Christoph, your Acoustats sound better in your small room, yours is among the top two small rooms I heard, and it takes a load of money to get past that, often taking people in the wrong direction.
That said, the other top room (Lissnr's) is an apogee duetta. Also, your Acoustats, when we brought them down, did not sound the same.
And here we are discussing what's best, and I prefer big apogees bass to any horn I have heard.
I get Bonzos experience between the fundamental difference between horn bass and the kind of bass the big Apogees deliver. For me the Apogees bottom end is a high distinction.
I am drawn to a pure approach in speaker design. Having all drivers the same type and material pays benefit in terms of overall coherency.

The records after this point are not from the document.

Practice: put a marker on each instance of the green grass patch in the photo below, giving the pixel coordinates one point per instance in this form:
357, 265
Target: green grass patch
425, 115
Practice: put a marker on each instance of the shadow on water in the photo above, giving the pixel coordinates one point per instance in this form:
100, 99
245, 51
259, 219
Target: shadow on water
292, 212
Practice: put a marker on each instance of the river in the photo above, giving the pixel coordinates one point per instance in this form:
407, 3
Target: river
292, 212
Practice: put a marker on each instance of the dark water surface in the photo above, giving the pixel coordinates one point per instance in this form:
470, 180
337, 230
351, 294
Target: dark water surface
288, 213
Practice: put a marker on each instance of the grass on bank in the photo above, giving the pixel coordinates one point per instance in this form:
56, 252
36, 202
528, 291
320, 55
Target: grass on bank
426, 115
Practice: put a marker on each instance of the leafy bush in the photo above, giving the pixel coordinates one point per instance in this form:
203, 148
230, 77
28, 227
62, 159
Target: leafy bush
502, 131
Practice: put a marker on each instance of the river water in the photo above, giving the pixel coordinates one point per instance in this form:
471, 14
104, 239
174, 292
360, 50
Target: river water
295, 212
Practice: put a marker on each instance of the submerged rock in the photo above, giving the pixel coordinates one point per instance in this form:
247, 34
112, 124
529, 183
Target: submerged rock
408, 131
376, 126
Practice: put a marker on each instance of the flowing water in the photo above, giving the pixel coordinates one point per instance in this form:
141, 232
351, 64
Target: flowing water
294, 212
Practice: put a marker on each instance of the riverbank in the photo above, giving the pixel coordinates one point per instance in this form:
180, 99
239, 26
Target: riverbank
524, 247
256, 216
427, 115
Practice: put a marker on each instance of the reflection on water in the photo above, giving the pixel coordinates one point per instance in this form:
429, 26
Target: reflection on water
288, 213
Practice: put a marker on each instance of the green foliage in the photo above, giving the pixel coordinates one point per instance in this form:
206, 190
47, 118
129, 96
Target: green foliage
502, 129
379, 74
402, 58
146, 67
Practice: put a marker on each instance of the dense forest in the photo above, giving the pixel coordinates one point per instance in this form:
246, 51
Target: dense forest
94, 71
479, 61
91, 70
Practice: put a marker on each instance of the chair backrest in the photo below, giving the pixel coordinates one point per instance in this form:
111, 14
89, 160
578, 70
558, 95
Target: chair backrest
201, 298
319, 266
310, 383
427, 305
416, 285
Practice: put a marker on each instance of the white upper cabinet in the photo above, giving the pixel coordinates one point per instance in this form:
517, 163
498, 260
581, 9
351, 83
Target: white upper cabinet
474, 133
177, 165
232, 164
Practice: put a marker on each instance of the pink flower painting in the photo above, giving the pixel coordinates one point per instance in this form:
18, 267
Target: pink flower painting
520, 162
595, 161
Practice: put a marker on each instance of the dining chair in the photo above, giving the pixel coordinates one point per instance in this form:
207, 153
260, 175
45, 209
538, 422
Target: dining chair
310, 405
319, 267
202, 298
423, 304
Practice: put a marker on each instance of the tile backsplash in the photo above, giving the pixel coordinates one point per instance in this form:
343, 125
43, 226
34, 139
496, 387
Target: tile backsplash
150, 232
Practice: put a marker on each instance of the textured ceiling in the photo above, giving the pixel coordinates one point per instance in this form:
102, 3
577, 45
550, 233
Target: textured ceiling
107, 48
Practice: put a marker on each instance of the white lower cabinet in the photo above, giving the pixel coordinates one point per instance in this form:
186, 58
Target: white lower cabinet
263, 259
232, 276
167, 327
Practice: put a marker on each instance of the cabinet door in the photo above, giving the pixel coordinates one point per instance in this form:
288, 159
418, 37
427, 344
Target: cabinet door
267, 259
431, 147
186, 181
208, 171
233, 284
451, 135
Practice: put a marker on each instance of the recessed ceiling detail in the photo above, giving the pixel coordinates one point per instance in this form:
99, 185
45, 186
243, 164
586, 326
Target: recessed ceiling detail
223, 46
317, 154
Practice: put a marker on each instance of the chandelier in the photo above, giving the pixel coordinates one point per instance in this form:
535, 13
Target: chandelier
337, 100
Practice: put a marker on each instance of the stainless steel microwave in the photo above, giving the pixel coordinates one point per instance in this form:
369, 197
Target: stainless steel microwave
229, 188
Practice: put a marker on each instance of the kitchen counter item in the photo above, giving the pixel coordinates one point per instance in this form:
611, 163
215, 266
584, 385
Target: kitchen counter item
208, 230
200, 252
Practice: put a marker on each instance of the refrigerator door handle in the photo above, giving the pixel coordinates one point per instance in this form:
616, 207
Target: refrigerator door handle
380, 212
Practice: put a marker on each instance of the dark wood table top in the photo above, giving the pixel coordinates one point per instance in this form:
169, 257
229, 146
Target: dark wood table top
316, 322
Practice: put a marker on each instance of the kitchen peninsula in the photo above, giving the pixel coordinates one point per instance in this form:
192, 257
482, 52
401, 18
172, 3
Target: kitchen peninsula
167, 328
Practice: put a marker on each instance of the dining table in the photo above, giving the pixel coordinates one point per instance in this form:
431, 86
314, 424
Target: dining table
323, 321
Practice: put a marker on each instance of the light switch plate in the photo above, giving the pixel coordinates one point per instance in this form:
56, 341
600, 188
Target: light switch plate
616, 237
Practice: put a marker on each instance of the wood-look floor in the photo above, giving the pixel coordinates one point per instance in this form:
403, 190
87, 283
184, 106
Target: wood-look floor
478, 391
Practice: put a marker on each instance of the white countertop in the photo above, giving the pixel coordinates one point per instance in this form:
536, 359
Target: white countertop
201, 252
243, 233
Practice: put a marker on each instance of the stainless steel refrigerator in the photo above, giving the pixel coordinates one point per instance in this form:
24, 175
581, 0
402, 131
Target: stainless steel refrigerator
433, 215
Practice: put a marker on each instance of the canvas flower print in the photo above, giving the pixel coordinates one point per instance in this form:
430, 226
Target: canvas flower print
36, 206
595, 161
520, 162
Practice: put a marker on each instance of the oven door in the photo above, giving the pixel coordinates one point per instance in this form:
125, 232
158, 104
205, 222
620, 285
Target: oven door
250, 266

That choice comes with a price and set its own limitations. No one speaker type is perfect, no one material type is absolutely ideal. But every choice is a compromise in the end so that's all cool, especially once you get over the idea of obtaining unobtainium and that a universal perfect is an ideal and not an actuality.
That said, the nature of the bass that full range larger ribbons can do is something special and rather than just saying it's better I'll just try and describe it as best I can.
Most setups I have heard in some way trip over and don't manage to get an expressive, alive nature to the bass and then in both linear terms, from bottom to top and also in spirit carry this out through the range to make it have a seamless unified perceptual quality with everything seeming whole, complete and unwavering.
It's the coherence and agility of the bass foundation in full panels of ribbon that makes for me a potentially more engaging connection to the qualities of the sound of the music above.
It's nature is unlike any sealed or ported bass that I've heard.
Great bass moves with the music rather than having a static quality to it that comes about when the bass is presented as just too solid.
Ribbon bass has a fluid and lithe nature that seems effortless and keeps pace with the tune. This quality makes enjoying virtually any music type accessible and is preferable in nature for me and reflective of what I hear in real musical performance. It has a poised balance of grace and authority, is not unnecessarily emphatic or strident, and manages to reflect a more natural attack and decay relationship. It is good to dance to.
Speakers that have a blended approach to drivers, where the bass speaker type is fundamentally a different type to the upper range eg. mixing point source with line source, or part dipole, or a rear loaded bass with a front firing mid and tweeter in horns, or just even where the driver material is a mire of mix and match, say paper drivers with either composite or metal is going to have potential impacts on overall coherency. Not to say their aren't benefits in this approach but generally coherence isn't one of those benefits. The more different we make things the less likely they are alike. They can be complimentary but they are not the same. Experiencing presence in music for me is about union rather than separation. The music needs to be whole before we can be one with it.
Not to say that any one approach is going to give you the best outcome in every aspect of music and sound but just that there is always going to be a compromise in which ever route we take.